StartNachrichtenIran: Proteste zeigen wachsende Wirtschaftskrise

Iran: Proteste zeigen wachsende Wirtschaftskrise

Protest der Ölarbeiter gegen die Offshore-Plattformen von Pars – 21. Dezember 2024

Im ganzen Iran kommt es weiterhin zu Protesten, da verschiedene Gruppen ihren Unmut über das Missmanagement, die Korruption und die repressive Politik des Regimes zum Ausdruck bringen. Die Demonstrationen der letzten Tage erstreckten sich über mehrere Provinzen und spiegelten die zunehmende Frustration der Iraner wider.

In Shiraz in der Provinz Fars (Südiran) versammelten sich am 21. Dezember Angehörige der Qashqai-Stämme vor dem Provinzgouvernement, um gegen die Beschlagnahmung ihrer traditionellen Kleidung zu protestieren. Der Schritt wurde weithin als Angriff auf das kulturelle Erbe und die Identität kritisiert.

In Amol in der Provinz Mazandaran (Nordiran) blockierten Einwohner am 21. Dezember Straßen, um gegen die Vernachlässigung der Regierung bei der Straßeninstandhaltung zu protestieren, die zu tödlichen Unfällen geführt hat. Die Demonstranten forderten sofortige Maßnahmen, um weiteren Verlust von Menschenleben zu verhindern.

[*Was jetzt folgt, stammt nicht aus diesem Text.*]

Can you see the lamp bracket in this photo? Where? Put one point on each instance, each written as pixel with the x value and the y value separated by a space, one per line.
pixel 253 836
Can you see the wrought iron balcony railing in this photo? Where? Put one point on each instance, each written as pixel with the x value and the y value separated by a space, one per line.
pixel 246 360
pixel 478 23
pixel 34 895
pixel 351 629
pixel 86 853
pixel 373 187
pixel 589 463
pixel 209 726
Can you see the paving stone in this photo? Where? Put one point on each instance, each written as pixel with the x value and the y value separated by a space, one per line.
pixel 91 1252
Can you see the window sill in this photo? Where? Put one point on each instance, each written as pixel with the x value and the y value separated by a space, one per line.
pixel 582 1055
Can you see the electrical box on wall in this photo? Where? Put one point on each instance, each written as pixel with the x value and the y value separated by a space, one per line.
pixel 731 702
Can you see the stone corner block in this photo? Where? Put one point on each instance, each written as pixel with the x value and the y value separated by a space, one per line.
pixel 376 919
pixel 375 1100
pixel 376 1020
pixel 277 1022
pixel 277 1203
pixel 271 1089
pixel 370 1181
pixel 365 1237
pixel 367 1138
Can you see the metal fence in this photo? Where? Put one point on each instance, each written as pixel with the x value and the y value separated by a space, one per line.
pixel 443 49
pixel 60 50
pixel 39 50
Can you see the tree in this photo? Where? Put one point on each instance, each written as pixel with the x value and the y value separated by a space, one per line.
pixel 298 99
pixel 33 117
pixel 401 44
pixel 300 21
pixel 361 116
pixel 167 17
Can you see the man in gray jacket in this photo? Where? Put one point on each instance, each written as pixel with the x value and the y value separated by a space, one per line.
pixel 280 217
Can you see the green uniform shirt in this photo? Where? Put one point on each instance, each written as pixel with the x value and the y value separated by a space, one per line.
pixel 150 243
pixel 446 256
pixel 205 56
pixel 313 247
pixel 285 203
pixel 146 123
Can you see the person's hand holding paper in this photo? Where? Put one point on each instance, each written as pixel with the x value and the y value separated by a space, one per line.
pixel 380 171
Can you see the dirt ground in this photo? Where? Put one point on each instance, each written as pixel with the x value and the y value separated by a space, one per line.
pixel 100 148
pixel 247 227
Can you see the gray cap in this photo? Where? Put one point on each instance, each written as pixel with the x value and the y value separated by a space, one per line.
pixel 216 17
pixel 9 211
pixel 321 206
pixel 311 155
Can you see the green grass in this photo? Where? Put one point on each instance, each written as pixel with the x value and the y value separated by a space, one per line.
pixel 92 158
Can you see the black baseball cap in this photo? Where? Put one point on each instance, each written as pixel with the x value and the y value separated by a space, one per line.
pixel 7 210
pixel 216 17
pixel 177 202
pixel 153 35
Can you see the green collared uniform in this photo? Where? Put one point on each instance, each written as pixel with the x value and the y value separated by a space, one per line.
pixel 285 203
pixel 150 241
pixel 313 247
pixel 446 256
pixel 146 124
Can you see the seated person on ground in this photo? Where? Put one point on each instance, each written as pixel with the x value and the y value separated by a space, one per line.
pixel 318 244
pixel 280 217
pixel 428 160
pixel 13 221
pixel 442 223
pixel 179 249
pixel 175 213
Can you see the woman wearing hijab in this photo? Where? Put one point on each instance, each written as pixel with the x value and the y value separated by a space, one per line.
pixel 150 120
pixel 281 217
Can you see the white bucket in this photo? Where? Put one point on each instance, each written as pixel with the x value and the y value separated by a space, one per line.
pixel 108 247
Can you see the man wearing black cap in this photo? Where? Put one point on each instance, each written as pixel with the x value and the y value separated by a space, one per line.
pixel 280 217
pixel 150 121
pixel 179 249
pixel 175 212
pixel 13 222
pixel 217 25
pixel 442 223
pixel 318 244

Am 20. Dezember bekräftigten Mitglieder der Widerstandseinheiten der PMOI in Zahedan ihre Entschlossenheit, die Aufstände bis zum Sturz des Regimes fortzusetzen. Ihre Erklärung betonte die wachsende Dynamik für einen Regimewechsel im ganzen Land.
Im nordiranischen Qazvin protestierten betrogene Kunden des staatlich geförderten Autoherstellers Rezayat Khodro am 18. Dezember erneut vor dem Gerichtsgebäude. Die Demonstranten forderten Gerechtigkeit und Wiedergutmachung und betonten die Komplizenschaft des Regimes bei betrügerischen Machenschaften.

In den Provinzen Kohgiluyeh und Boyer Ahmad (im Südwesten des Iran) veranstalteten die Mitarbeiter der Gasgesellschaft der Provinz am 18. Dezember eine Kundgebung und forderten offizielle Anerkennung und Aufnahme in das Beschäftigungssystem des Öl- und Gasministeriums. „Wir arbeiten seit fünf bis 18 Jahren als Fahrer von Einsatzfahrzeugen und werden dennoch nicht als offizielle Mitarbeiter anerkannt“, erklärte ein Arbeiter.
Am gleichen Tag protestierten in Teheran Studierende, die von den Aufnahmeprüfungen für die Universitäten ausgeschlossen worden waren, und riefen Slogans wie „Erhebt lautstark eure Rechte! “Die Kundgebung machte deutlich, dass es systembedingte Hindernisse für den Zugang zu Bildung gibt, was die Entfremdung junger Iraner vom Regime noch weiter verstärkt.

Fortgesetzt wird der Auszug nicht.